Jack Mosbacher was a member of the Stanford baseball team from 2008-2011. Each week, he’ll take a look at the Cardinal’s ups and downs on its road to the College World Series.
Suddenly, everything was going right for No. 10 Stanford again this weekend, as the Cardinal swept No. 23 Arizona State and clawed its way back into the race for the Pac-12 title. Most importantly, the Cardinal righted its previously sinking ship, breaking out of an ugly offensive slump to score 34 runs in three wins against the Sun Devils in a must-win series.
The Cardinal is peaking at the right time. Stanford probably can’t lose another series if they hope to get home-field advantage for the Regional and Super Regional tournaments.
Baseball can be a fickle game. Every season has its mountains and valleys, and Stanford has struggled mightily at times in the current campaign. However, this team has proven itself a fighter. The firepower displayed in this weekend’s return-to-form offensive explosion against one of the nation’s best pitching staffs showed once again just how potent this Cardinal offense can be when clicking on all nine cylinders.
Now that things are back to normal, it’s time for this Stanford team to revisit its goals and recommit to a plan for reaching them.
At the outset of every season, Stanford’s goals are the same: compete for a Pac-12 Championship and make it to the College World Series in Omaha. This past weekend’s series marked the halfway point in Pac-12 play. Though it feels like the season started only a few weeks ago, time is flying by. What does Stanford have to do to make its Omaha dreams a reality?
When it comes to predicting which teams will make it through the playoffs to Omaha in June, one variable consistently exerts an overriding influence: hosting a Regional. Hosting both Regional and Super Regional contests at home has far-reaching implications for a team trying to make it to the World Series. In last year’s tournament, seven of the eight teams that made it to Omaha played both their Regional and Super Regional on their home turf. Although correlation doesn’t necessarily mean causation, there’s something to be said for this apparent relationship.

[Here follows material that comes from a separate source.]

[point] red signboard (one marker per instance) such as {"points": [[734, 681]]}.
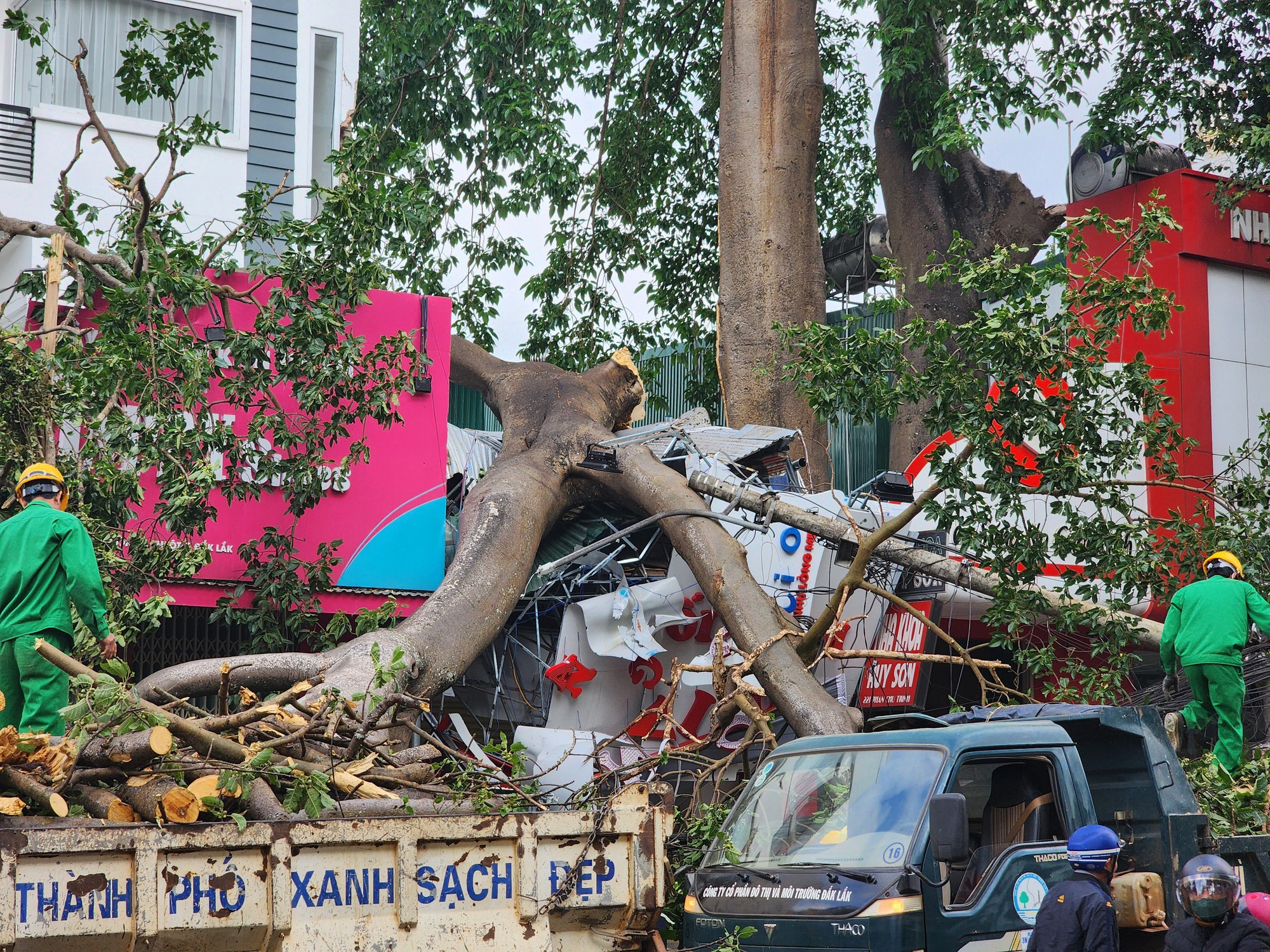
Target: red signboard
{"points": [[892, 684], [389, 512]]}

Any team trying to reach the World Series while playing on the road is fighting an improbable, though not impossible, uphill battle. Take last year’s Stanford team, for instance. After finishing the season on a hot streak, the Cardinal upset host Cal State-Fullerton in the Regional and headed to Chapel Hill to face North Carolina in the Super Regional. This time, Stanford was playing in heat and humidity the likes of which most of the players had never experienced. Suddenly, the strike zone would grow eight inches for the Cardinal hitters and pull a magical shrinking act when the Tar Heels came to the plate. Two lightning-quick games later, Stanford’s season was over. Point being, Stanford needs to set its sights on becoming one of the top-eight national seeds in this year’s tournament, thus securing home field advantage throughout the playoffs.
By my count, Stanford will need to win a pair of hard-fought series against UCLA and Oregon State and hope for a sweep against Washington State, lowly Utah or Cal to end the year. Should the season end this way, I’d be shocked if Stanford didn’t lock up the seventh or eighth seed in the 64-team playoff and win the right to host the Regional and Super Regional at Sunken Diamond.
Is Stanford talented enough to pull this off? Without a doubt. Will they? That’s a whole other question. I guess that’s what will make these last five weeks of regular season baseball worth watching. For now, the Cardinal needs to come together around the shared and immediate goal of performing their best in the final five series of the season in order to set up an optimal scenario for getting to Omaha. After that, all bets are off.
This Stanford team has proven conclusively that it can play with anybody, so having to play a Regional or Super Regional on the road will not necessarily be a death knell for this gifted team. However, hosting should become this team’s primary goal as it heads down the home stretch of the 2012 season. If the Cardinal can pull it off, opponents will be hard-pressed to keep this team out of Omaha in June.